I would be less concerned with managing the workload of going back to school, but more concerned with objectively evaluating your reasons for pursuing another degree. Do you really need to get a degree to re-enter the workforce? Should you be investing time and money (even if it's not yours) to study something you are not that interested in.
With online programs you lose a big benefit of traditional programs - the network. I'm in an online Master's program right now and feel very removed from my classmates. While I have been able to leverage contacts from my BS to help advance my career, I don't see the same thing happening with this degree. An online program is all about the skills and knowledge learned in the coursework, so I suggest making sure you are excited to learn deeply from the coursework you are going to study.
Best of luck.
I don't know if I need a degree to reenter the workforce. That's 4+ years away. I don't know where we will be living, what husband's job situation will look like (he'll be employed, but he could be as little as a year from leaving the military, for who know what, or he could be 5+ year away).
I do know that my resume will be week. My skills will be 9 years old, so getting back in to my old field will be difficult.
I think having a degree is a good way to hedge my bets. It's also something to help me feel like I'm making professional progress during this time. I like working, miss it terribly, and finding out it will be another 4 years before I even have a chance to reenter he real workforce was a brutal blow. School is a way to mitigate some of that, and to make me slightly less depressed about the situation.
I know having another degree won't guarantee a job. But it really can't hurt. I've selected a degree that I think isn't overly specific (MLIS degrees are used for tons of jobs outside libraries). I've been fairly careful about what online program I chose, based on reputation and also on what net working opportunities are still available. Given that I'll be in Germany, briefly in the US, and in Japan for the time I'm doing this. Online is the only option.

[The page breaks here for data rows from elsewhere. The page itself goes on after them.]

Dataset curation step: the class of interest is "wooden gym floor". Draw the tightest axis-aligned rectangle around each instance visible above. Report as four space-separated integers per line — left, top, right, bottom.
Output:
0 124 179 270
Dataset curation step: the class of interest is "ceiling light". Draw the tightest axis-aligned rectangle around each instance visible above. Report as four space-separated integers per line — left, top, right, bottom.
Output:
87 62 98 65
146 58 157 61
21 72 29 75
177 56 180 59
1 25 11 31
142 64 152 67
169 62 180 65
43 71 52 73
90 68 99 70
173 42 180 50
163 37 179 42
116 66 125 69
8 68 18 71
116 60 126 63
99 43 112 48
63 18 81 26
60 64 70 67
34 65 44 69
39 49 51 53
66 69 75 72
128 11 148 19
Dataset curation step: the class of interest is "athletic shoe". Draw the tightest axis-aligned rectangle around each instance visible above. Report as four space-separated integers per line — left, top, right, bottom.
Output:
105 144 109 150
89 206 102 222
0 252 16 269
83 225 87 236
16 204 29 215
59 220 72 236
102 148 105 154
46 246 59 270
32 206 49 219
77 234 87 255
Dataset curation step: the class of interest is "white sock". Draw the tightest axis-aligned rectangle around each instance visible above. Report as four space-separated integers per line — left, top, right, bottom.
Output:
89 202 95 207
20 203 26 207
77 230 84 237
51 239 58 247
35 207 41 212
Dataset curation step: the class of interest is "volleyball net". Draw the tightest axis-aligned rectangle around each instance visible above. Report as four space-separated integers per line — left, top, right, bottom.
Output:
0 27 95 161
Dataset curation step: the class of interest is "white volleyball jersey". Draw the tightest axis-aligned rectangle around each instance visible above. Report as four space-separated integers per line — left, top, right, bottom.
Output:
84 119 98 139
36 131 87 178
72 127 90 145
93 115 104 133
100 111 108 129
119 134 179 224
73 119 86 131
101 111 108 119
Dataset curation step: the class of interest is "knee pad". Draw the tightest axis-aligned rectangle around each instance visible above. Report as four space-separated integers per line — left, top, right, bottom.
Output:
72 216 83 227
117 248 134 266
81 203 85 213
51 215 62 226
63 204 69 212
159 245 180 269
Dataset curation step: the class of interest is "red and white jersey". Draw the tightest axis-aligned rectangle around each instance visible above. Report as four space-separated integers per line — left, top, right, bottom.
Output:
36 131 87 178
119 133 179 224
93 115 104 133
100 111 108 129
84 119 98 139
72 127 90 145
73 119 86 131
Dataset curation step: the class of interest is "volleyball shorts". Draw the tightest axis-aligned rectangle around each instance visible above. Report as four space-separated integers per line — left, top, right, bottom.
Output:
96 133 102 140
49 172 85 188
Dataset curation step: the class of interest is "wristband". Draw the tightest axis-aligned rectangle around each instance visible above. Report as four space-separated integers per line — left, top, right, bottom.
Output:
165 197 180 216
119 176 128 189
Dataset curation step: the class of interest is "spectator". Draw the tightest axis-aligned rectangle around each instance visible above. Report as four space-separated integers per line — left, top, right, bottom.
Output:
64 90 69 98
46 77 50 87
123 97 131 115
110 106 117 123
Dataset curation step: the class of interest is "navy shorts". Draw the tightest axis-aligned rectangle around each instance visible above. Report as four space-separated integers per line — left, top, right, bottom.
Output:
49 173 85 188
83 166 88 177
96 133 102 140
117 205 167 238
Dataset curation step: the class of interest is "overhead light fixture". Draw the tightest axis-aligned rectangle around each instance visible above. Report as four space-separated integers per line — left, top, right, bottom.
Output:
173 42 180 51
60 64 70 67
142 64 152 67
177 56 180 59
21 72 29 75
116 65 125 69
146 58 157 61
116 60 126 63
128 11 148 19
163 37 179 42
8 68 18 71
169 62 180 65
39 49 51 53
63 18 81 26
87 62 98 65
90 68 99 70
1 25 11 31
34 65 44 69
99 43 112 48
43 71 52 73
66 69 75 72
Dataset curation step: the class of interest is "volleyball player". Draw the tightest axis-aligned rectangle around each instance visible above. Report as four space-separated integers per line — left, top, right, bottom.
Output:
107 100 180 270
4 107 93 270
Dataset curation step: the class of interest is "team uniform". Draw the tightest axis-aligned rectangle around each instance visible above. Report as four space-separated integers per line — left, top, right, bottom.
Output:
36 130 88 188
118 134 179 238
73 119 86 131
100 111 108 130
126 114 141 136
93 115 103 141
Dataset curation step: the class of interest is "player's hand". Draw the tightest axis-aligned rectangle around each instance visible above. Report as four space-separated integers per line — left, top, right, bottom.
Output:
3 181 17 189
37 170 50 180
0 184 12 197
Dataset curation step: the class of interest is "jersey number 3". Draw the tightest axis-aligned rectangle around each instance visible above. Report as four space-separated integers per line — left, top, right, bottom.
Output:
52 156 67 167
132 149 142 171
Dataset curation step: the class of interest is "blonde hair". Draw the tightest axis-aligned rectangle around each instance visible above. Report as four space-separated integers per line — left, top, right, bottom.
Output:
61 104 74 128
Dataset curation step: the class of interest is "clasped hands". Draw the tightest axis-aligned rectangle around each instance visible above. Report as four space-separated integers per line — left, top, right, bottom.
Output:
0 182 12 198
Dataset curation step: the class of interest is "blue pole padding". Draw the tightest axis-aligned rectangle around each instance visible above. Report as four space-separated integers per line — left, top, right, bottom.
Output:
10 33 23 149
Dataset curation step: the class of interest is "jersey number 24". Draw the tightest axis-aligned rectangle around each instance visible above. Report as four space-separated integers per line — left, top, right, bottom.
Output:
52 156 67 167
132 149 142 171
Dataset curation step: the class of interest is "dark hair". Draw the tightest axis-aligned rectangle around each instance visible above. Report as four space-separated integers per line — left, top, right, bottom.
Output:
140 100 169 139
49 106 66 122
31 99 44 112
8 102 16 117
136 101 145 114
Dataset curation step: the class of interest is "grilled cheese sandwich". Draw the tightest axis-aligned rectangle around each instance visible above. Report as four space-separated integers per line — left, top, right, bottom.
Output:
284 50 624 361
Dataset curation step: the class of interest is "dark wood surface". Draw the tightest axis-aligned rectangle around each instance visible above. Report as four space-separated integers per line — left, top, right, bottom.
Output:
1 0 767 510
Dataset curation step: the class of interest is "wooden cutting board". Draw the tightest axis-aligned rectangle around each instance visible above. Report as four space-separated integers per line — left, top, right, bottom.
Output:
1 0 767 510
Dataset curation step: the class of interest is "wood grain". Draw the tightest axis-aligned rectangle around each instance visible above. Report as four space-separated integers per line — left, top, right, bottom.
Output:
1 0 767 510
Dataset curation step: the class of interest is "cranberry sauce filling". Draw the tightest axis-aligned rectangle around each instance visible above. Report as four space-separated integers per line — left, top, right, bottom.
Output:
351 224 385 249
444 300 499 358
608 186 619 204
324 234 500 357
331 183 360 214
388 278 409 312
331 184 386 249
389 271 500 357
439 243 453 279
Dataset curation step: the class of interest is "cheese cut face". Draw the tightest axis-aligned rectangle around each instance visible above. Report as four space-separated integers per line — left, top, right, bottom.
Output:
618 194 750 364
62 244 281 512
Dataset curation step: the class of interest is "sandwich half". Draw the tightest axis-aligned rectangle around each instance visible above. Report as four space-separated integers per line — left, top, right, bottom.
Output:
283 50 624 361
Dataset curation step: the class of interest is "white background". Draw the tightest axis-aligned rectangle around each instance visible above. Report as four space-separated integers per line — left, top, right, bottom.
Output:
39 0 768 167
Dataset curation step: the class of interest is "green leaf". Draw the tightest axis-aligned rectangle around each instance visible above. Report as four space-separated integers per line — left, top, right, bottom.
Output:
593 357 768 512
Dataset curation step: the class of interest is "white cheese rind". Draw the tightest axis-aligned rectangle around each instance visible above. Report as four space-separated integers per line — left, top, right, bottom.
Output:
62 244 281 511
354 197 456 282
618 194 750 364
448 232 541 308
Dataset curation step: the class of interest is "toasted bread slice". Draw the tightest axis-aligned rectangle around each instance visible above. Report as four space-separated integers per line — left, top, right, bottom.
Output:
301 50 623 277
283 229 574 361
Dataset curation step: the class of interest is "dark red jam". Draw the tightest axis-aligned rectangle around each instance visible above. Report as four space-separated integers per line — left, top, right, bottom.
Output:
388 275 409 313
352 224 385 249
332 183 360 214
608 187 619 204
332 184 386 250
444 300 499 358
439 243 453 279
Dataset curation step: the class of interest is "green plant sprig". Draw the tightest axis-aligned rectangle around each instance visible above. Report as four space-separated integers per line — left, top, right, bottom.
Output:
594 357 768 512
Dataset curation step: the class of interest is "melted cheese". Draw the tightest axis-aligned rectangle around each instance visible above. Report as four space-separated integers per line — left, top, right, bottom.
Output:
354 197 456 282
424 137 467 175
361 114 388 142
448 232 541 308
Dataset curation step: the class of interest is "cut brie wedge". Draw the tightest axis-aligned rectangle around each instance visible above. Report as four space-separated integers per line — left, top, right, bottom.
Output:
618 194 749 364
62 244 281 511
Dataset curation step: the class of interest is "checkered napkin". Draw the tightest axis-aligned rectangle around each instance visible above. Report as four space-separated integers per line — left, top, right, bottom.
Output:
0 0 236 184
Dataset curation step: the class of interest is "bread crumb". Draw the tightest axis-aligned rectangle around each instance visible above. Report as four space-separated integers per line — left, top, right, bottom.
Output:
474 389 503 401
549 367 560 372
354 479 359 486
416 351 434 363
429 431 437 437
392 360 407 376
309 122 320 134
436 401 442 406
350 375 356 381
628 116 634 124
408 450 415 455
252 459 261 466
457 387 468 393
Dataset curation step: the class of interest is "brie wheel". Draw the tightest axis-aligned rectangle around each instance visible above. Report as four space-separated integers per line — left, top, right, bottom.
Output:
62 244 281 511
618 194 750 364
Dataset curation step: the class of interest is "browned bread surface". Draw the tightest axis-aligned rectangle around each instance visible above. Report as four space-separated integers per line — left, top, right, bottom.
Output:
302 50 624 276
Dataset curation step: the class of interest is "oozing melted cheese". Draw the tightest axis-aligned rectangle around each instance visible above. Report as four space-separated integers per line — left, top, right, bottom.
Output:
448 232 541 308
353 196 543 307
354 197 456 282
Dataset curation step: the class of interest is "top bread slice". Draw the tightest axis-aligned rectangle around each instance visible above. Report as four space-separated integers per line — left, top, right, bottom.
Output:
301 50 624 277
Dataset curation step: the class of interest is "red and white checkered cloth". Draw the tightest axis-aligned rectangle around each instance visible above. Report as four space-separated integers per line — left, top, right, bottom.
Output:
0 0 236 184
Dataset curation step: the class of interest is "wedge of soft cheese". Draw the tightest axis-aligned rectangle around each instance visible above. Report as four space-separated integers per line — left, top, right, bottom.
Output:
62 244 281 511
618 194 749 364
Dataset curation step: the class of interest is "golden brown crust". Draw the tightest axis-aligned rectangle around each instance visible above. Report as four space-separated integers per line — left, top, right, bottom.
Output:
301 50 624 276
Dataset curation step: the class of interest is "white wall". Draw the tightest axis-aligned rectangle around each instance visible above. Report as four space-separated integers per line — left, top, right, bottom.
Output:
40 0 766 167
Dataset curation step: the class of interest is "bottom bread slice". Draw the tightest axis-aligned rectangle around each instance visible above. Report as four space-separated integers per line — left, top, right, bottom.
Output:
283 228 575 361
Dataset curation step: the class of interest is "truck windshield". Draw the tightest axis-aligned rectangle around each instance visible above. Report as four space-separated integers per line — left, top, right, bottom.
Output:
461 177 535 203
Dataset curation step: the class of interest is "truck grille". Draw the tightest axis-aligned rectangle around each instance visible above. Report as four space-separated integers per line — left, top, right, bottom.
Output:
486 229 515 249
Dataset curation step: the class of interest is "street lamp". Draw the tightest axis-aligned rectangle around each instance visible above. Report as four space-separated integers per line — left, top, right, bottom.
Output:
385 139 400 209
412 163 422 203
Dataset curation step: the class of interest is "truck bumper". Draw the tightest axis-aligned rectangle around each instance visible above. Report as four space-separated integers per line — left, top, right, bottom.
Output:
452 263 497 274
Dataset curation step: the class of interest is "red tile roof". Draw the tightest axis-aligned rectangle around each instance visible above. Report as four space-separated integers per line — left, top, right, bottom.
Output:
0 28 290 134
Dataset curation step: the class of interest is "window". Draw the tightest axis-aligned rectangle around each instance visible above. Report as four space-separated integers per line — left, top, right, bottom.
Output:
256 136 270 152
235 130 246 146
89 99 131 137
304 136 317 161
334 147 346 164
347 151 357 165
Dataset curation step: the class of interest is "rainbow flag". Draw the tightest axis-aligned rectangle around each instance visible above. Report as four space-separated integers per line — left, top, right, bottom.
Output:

It's not exactly that I'm not interested in the MLIS world. It's that I'm not sure I'm especially interested in pursuing it academically, I guess. I volunteer at a library. I'm involved enough that I'm basically a staff member. They have rules that specify, "volunteers are not allowed to do X, except Villanelle". I love helping a kid find materials for his research project. I spend a couple hours on a slow day yesterday helping a woman find resources to help her young daughter learn about responsibility. Then I helped with a programming activity I've been very involved in, and I did some research to make a plan for the bulletin board I'll do next month. I really like all that. But I don't know that I like sitting in a virtual classroom, talking theory. Maybe I will, but that's a different animal then doing the work.